Pero quizá un ejemplo aclare más lo que digo. Lo tomo del fragmento dedicado a Van Gogh, a través de un testigo, el factor (llamarlo "cartero" sería un error) Joseph Roulin, uno de sus mejores modelos, que sobrevivió al pintor que le inmortalizó. Michon lo evoca trasladado de Arles a Marsella, al borde de la jubilación, republicano y alcohólico, siempre pensando en su difunto amigo Vincent durante una borrachera solitaria en una noche del 14 de julio, fiesta nacional: "... esas noches de toma de la Bastilla uno no toma nada y acaba por quedarse solo en una mesa, en una taberna cerca del puerto, con el mar delante, de color negro, los amigos que lo han dejado con sus chocheos, los jóvenes perversos que lo miran y se ríen con las ostreras, la bebida blanca que le corre por la barba y el uniforme nuevo, que se la ha manchado; y cuando se levanta uno, airado, y se cae la silla al echarla hacia atrás, no es ya rebeldía, no es adelanto cobrado a cuenta de la república por venir, es la mismísima república la que se cae con esa silla que mira uno con pasmo y algo así como unas lágrimas, postreras, pero que, no obstante, se parecen a la dicha, la república deliciosamente perdida, desplomada ahí, en el pasado...". ¿Se entiende que el pobre Joseph Roulin, el de la barba florida y la gorra de factor de Correos -y republicano irredento- se ponga a hablar con Van Gogh que ya le ha abandonado en ultratumba? Es la magia de la prosa de Pierre Michon, incomparable por incompatible con todas las demás.

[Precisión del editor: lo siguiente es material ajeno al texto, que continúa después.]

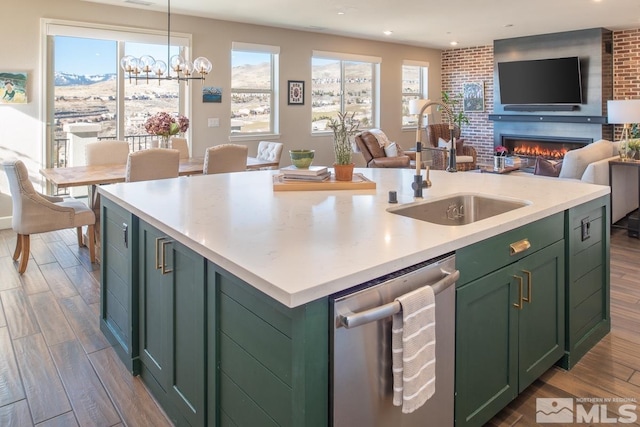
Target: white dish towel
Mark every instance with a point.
(413, 345)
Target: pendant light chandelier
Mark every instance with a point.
(148, 68)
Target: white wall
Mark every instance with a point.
(21, 127)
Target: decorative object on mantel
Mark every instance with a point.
(165, 125)
(344, 127)
(624, 112)
(499, 158)
(147, 68)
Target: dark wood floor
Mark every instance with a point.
(57, 369)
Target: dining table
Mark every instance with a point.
(94, 175)
(90, 175)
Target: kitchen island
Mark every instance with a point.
(215, 287)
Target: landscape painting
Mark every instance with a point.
(473, 97)
(211, 94)
(13, 88)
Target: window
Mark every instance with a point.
(253, 88)
(83, 62)
(414, 86)
(343, 83)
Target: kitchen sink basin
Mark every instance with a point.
(460, 209)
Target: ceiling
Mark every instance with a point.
(426, 23)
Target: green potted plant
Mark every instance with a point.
(454, 102)
(344, 127)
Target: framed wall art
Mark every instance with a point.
(473, 96)
(296, 92)
(13, 87)
(211, 94)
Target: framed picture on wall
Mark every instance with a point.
(296, 92)
(473, 97)
(13, 87)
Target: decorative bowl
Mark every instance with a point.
(301, 159)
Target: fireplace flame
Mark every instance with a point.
(536, 150)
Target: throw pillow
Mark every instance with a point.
(545, 167)
(391, 150)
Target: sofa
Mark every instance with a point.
(591, 164)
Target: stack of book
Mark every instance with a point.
(313, 173)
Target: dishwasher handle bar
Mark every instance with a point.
(386, 310)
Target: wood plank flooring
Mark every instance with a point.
(57, 369)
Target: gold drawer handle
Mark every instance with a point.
(520, 296)
(519, 247)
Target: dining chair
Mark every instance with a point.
(153, 163)
(270, 151)
(38, 213)
(106, 152)
(182, 146)
(225, 158)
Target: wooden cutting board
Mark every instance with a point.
(359, 182)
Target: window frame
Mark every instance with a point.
(49, 28)
(423, 92)
(274, 52)
(342, 58)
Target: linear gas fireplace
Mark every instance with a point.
(548, 147)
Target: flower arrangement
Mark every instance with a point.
(164, 124)
(343, 127)
(500, 150)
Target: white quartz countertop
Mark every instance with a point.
(298, 246)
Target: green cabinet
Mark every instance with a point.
(272, 362)
(588, 275)
(509, 321)
(172, 312)
(119, 291)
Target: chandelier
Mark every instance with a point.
(148, 68)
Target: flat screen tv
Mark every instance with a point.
(543, 81)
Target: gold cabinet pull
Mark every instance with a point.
(519, 246)
(530, 282)
(164, 269)
(520, 298)
(158, 264)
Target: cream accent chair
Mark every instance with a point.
(225, 158)
(106, 152)
(37, 213)
(270, 152)
(154, 163)
(182, 146)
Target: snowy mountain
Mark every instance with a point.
(66, 79)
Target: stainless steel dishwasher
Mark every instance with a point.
(361, 349)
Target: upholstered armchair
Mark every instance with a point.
(374, 153)
(438, 136)
(225, 158)
(38, 213)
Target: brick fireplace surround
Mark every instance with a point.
(475, 64)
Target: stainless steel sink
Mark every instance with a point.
(460, 209)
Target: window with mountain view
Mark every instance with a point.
(341, 84)
(414, 86)
(253, 84)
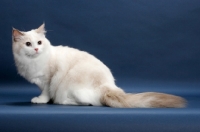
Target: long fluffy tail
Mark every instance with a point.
(118, 98)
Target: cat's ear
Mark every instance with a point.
(41, 29)
(17, 35)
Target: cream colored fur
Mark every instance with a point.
(72, 77)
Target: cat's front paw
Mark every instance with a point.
(39, 100)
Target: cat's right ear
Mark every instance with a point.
(17, 35)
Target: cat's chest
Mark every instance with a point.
(32, 70)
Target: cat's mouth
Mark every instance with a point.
(32, 56)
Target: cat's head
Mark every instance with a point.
(30, 44)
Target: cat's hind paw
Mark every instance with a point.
(39, 100)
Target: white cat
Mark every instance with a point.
(72, 77)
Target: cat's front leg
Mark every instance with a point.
(43, 98)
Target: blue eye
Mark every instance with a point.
(28, 44)
(39, 42)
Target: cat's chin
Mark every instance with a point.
(32, 56)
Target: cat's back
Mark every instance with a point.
(78, 62)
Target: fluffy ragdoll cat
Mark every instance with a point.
(72, 77)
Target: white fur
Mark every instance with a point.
(64, 74)
(73, 77)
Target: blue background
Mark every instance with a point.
(149, 45)
(140, 39)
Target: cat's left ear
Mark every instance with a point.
(41, 29)
(17, 35)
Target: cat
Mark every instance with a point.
(69, 76)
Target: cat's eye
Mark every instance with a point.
(39, 42)
(28, 44)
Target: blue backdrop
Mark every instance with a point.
(139, 39)
(143, 42)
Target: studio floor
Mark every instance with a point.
(18, 114)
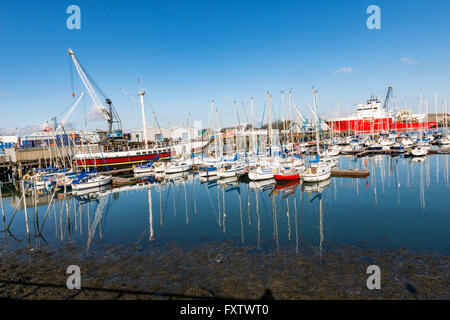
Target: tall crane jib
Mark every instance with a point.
(388, 96)
(109, 113)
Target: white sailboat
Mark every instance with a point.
(91, 181)
(319, 170)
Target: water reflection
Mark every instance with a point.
(385, 210)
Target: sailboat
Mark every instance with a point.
(91, 181)
(445, 140)
(318, 170)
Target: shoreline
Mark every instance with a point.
(223, 271)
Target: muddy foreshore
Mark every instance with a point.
(223, 270)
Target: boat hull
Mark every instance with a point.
(280, 177)
(375, 125)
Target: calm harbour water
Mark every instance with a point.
(404, 203)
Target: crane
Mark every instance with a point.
(388, 95)
(109, 113)
(71, 110)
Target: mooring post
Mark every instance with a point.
(3, 210)
(25, 209)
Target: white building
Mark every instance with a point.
(184, 133)
(9, 139)
(153, 134)
(159, 134)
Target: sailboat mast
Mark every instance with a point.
(144, 124)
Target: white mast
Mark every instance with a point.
(144, 125)
(317, 120)
(435, 103)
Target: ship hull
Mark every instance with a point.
(375, 125)
(119, 162)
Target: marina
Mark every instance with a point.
(236, 154)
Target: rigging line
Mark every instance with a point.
(71, 76)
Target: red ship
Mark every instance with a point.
(372, 117)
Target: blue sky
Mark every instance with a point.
(189, 52)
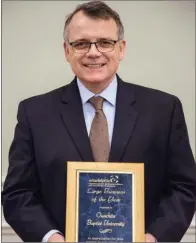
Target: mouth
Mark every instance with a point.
(94, 66)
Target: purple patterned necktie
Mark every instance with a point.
(99, 137)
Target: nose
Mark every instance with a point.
(93, 51)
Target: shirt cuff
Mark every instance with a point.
(50, 233)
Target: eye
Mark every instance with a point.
(105, 43)
(80, 45)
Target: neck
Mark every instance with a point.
(96, 88)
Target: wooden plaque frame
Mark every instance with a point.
(72, 201)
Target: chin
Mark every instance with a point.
(96, 79)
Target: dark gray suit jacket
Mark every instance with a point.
(149, 127)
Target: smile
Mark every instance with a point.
(94, 66)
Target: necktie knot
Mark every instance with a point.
(97, 102)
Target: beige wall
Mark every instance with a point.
(160, 52)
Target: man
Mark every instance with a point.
(143, 125)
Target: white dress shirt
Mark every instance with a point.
(109, 108)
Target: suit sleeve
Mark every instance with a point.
(177, 206)
(21, 197)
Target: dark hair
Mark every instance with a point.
(96, 10)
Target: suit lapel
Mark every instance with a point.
(125, 120)
(72, 115)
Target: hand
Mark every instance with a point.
(150, 238)
(56, 237)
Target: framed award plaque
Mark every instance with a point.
(105, 202)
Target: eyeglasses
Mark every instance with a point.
(102, 46)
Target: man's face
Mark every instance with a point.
(83, 28)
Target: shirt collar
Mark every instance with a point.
(108, 94)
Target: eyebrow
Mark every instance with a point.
(87, 40)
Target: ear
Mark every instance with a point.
(122, 49)
(66, 50)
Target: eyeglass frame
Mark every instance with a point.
(91, 43)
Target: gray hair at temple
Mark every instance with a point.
(95, 10)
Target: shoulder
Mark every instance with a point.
(150, 95)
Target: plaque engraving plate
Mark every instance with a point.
(105, 202)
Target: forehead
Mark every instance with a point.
(82, 26)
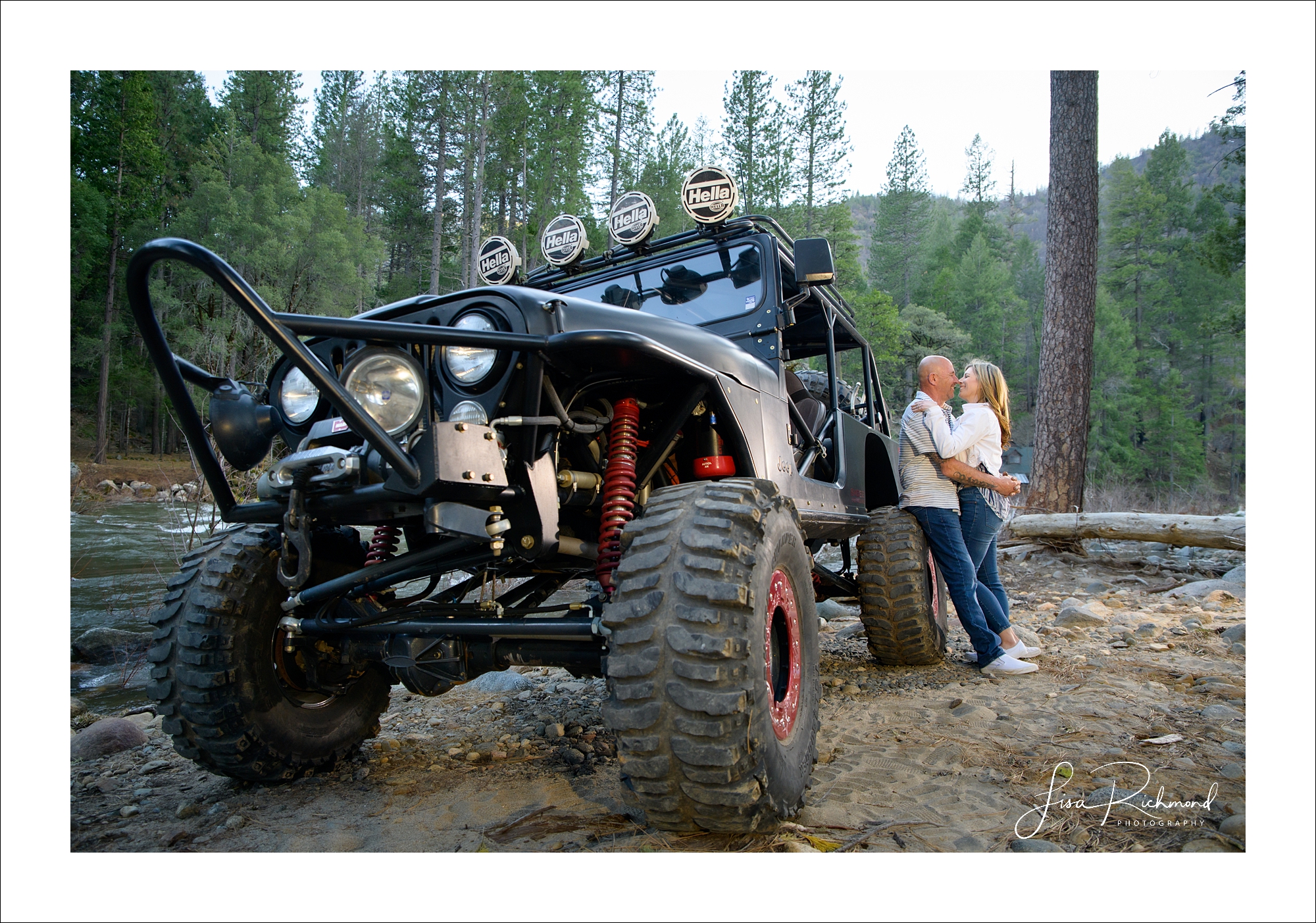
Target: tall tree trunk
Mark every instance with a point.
(478, 211)
(526, 184)
(436, 254)
(106, 338)
(617, 146)
(156, 424)
(1071, 309)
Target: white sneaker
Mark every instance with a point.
(1007, 666)
(1021, 651)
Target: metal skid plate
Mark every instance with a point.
(469, 454)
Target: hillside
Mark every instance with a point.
(1206, 155)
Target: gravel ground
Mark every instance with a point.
(913, 759)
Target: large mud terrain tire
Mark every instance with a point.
(902, 597)
(215, 674)
(714, 663)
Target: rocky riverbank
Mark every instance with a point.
(1135, 684)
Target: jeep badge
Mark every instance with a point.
(564, 239)
(709, 195)
(634, 218)
(498, 261)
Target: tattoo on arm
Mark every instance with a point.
(971, 480)
(963, 474)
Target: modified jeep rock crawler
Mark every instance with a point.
(630, 420)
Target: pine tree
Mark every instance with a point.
(980, 184)
(902, 221)
(667, 166)
(265, 105)
(818, 120)
(1060, 463)
(116, 162)
(749, 122)
(627, 129)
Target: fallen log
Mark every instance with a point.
(1202, 532)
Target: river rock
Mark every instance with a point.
(1035, 846)
(1235, 826)
(1201, 588)
(107, 646)
(1211, 713)
(1206, 845)
(1238, 575)
(501, 682)
(831, 609)
(109, 736)
(1236, 634)
(1075, 617)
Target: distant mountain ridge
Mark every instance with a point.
(1206, 164)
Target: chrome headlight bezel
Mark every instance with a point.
(484, 361)
(369, 355)
(299, 380)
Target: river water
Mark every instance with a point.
(120, 559)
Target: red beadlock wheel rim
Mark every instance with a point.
(782, 664)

Pues la prosa de Michon nos habla de todo a la vez, es un telescopio y un microscopio, es espacio y es tiempo, escenografía, retrato, memoria, historia, pasiones individuales y colectivas, misterios del sexo y de la creación -artística y literaria- con ecos de toda la gran pintura, desde la ambición en el primer Goya, de los orgasmos en Watteau, de la ceguera final de Piero della Francesca que estalla y se prolonga en sus discípulos, hasta las locuras de Claudio de Lorena. Un fragmento no es apenas nada de lo que nos trae esta prosa genial que nos hace tocar el misterio con nuestras propias manos. Por este procedimiento, podríamos unir sus textos históricos -desde Mitologías de invierno hasta Abates- o los intrarretratos de escritores -desde Tres autores hasta Cuerpos de rey- y aún nos quedarían fuera El emperador de 'Occidente' o la geografía de La gran Beune. Pierre Michon es insondable, va mucho más allá de la dialéctica hegeliana de amos y esclavos, pues en el arte y la literatura no hay más que comunión, participación de lo único en un todo que nos desborda por doquier y sin parar, en sucesión, hasta que no podamos más que desear que nunca se acabe, y que así sea.

Detalle del cuadro 'Nacimiento', de Piero della Francesca.
Detalle del cuadro 'Nacimiento', de Piero della Francesca.